Armillaria ostoyae extracts inhibit EMT of cancer cell lines via TGF-β and Wnt/β-catenin signaling components

Armillaria ostoyae is an edible mushroom, appreciated in human nutrition, with several medicinal properties already proven. However, its phenolic composition and effects on cancer have never been investigated so far, especially regarding specific signaling pathways included in first steps of cancer metastatic process, epithelialmesenchymal transition (EMT) and migration. We report phenolic profile of two Armillaria ostoyae extracts, ethanol and diethyl ether (E and DE) and their effects on colorectal carcinoma (HCT-116) and cervical adenocarcinoma (HeLa) cells. Phenolics were detected using HPLC, while effects on cancer cells were investigated using MTT test; expression of markers related to EMT on gene and protein level by flow cytometry, immunofluorescence and qRT-PCR method. Antimigratory potential was assessed on collective and individual type of migration by Wound healing assay and RTCA technique. Sinapic acid was detected as the main phenolic component in E, while rutin and naringin were dominant in DE type of extract.

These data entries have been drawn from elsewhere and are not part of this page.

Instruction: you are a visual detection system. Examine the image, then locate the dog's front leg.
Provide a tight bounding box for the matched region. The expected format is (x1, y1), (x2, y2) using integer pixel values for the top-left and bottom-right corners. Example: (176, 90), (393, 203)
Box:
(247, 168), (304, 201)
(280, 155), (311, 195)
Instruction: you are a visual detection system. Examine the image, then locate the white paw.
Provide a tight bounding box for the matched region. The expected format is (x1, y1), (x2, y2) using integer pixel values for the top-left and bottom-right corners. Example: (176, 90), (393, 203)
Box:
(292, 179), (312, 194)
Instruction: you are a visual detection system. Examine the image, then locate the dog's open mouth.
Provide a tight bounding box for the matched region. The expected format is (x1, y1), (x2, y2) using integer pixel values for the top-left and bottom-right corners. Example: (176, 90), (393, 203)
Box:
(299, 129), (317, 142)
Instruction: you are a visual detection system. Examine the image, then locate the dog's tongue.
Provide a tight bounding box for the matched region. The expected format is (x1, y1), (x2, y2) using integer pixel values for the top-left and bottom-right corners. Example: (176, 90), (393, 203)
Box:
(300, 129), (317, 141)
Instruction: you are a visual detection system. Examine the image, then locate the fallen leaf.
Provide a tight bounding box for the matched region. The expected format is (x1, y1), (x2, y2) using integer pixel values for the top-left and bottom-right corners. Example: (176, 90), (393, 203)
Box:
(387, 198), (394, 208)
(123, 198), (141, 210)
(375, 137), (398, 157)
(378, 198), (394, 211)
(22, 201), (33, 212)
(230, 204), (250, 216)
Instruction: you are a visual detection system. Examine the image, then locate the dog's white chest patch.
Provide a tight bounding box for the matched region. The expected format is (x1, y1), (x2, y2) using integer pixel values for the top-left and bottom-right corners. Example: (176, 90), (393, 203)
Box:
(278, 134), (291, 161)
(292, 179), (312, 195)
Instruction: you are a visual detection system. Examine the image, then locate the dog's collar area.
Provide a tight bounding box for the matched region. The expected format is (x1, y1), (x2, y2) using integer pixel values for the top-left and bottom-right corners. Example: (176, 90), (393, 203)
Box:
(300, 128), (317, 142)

Extracts notably suppressed proEMT markers: vimentin, N-cadherin, beta-catenin, Snail, Smad2 and MMP-9, and elevated anti-EMT marker Ecadherin. Consequently, collective and single cell migration were significantly inhibited via regulation of TGF-beta and Wnt/beta-catenin signaling components. DE extract was more efficient in suppression of EMT and migration of colorectal and cervical cancer cells.